There goes a good day of fishing, he thought as he fumbled out his cellphone. His call was greeted by one word.

“Sheriff.”

“Hey, Pearson, this is Jim Lerner. I’m out fishing and--.”

“What the fuck are you out fishing for?” Pearson said. “Did you get a license since last time I caught you? Ain’t no way you drove all the way to Sputnumburg in one weekend.”

The current spun the boat slightly and Jim adjusted his grip on the fishing pole to keep his line from further tangling.

“No, I ain’t gone to Sputnumburg,” Jim said. “Listen, I found a--.”

“Look, I gotta give you a fine this time,” Pearson said, cutting him off. “The town select man is real strict about this sort of thing.
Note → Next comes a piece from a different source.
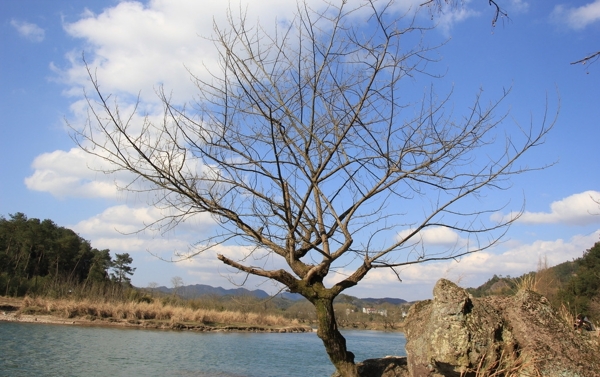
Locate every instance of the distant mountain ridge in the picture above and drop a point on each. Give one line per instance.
(198, 290)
I can’t give you a reprobate just because you’re married to my aunt’s husband’s sister.”

“Damn it all,” Jim said. “I found a dead fellow out in the toolies.”

“What’s he doing there?”

“How do I know? I found him ‘cause my blade’s caught in him.”
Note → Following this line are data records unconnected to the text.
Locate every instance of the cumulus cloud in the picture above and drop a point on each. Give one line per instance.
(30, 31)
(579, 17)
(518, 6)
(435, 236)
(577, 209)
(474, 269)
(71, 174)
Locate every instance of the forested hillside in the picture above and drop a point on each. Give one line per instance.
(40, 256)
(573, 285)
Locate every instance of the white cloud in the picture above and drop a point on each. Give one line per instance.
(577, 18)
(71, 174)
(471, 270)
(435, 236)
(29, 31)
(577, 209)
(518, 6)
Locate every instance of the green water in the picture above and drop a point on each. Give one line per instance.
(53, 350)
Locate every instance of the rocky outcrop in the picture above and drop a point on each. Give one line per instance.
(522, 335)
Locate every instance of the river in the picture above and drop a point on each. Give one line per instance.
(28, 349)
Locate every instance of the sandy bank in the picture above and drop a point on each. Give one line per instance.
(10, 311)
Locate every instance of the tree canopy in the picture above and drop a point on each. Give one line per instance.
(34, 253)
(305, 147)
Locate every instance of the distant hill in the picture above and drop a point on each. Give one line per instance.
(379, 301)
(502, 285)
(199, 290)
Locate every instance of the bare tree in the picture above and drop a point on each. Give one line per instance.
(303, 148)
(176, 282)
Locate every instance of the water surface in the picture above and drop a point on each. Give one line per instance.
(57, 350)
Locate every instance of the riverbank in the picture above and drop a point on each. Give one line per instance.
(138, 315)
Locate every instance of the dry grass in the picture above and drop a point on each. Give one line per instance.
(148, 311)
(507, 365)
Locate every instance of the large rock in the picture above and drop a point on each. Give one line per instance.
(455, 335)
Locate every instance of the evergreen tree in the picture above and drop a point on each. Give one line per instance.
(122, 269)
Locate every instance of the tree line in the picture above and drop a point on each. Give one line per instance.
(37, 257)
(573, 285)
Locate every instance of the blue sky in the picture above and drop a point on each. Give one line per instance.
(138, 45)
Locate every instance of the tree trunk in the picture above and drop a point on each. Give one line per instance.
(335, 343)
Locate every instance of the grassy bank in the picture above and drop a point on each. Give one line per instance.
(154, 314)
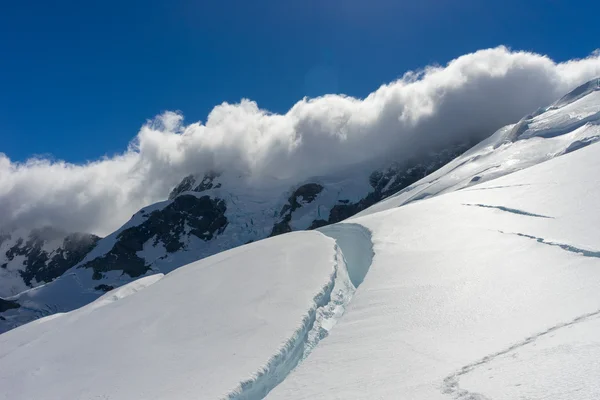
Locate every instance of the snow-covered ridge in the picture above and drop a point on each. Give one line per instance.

Long pause. The sun continued to dapple along with the water, the bulrushes swayed in the breeze, and the man stayed dead.

“Your blade is caught in him?” Pearson asked finally.

“My fishing blade. My lure. It’s like a spinning, dammit. It’s like a hook. I made a bad cast, it landed in the toolies, I went to get it, and I found this dead fellow.”

Another pause.

“Say what now? You know I ain’t never kept no truck with fishing.”

“Damn it, I found a dead fellow.”

“Comes from not going to church. Be glad I can’t fine yo for that. Where’re you?”

Jim told him and Pearson hung up. Now that was a ruin of a good day. Made a fellow not want to fish. If the man had died a few feet back or twelve feet down the river Jim never would have found him, and the genteel day would have continued as genteel as any day before it, and his good blade would not be stuck in a dead man’s shoe.

He gave his line a tug. Boot and blade moved not an inch. How long until the sheriff got here?

Jeez-us, he thought. If I have to go piss before he arrives, I’ll genteelly wet myself. If he could only get that blade out, he could fish the far side of the river while waiting.

He narrowed the boat in closer, hoping the toolies weren’t all that was keeping the dead fellow out of the water. The reeds were too tight to reach the boot, so he hooked his pole into the edge of the blade and pulled. The lure went flying up, but he was able to reel it in.

Getting the boat out was harder. The motor didn’t have reverse and the toolies didn’t offer any resistance to push off from. The bank was deep enough that the oar the boat came with couldn’t find the bottom and the toolies fouled up rowing anyhow.

“This is your fault,” Jim said to the dead fellow. “If you hadn’t…” taking a look at the twisted limbs, “… been fired out of a cannon, or stuffed into a… cannon, I wouldn’t be stuck here with you.”

The corpse’s hair tossed along with the toolies seeming to give nod to Jim’s declarations. Jim nodded back and returned to fishing careful not to swing his line too far behind his head when he cast to avoid catching the toolies.

And what fishing!

Twenty, thirty, forty fish before the sheriff arrived. Not just small mouth bass, but large mouth, trout, catfish, and two turtles. One fish, a cat, must have been twenty pounds. Never had he caught anywhere as many fish as with the dead man.

“You leave any in the river?” Pearson asked as he was escorted up by Dave Hawk, a fellow who owned a fishery up river.

“That is a lot of fish,” Dave said. “Are you going to share?”

“He’d better,” Pearson said. “I’ll tell my wife I caught it. That one right there.”

They argued about the fish for five hours until Dave said, “What about this man in the tules?” They eventually pulled the out the dead man, who wasn’t identified and whose killer was never caught, but everybody around remembered Jim’s catch and years down the line he would joke and say, “Yessir, if you ever want to catch a bunch of fish, just put a dead fellow into your boat and you’ll pull ‘em out so fast your line’ll barely be in the water.”

The next day, a certain somebody in town saw the news about the dead fellow and how Jim caught forty fish and remarked to his stone-drunk cannoneer of a friend, “At least the bastard was good for something.”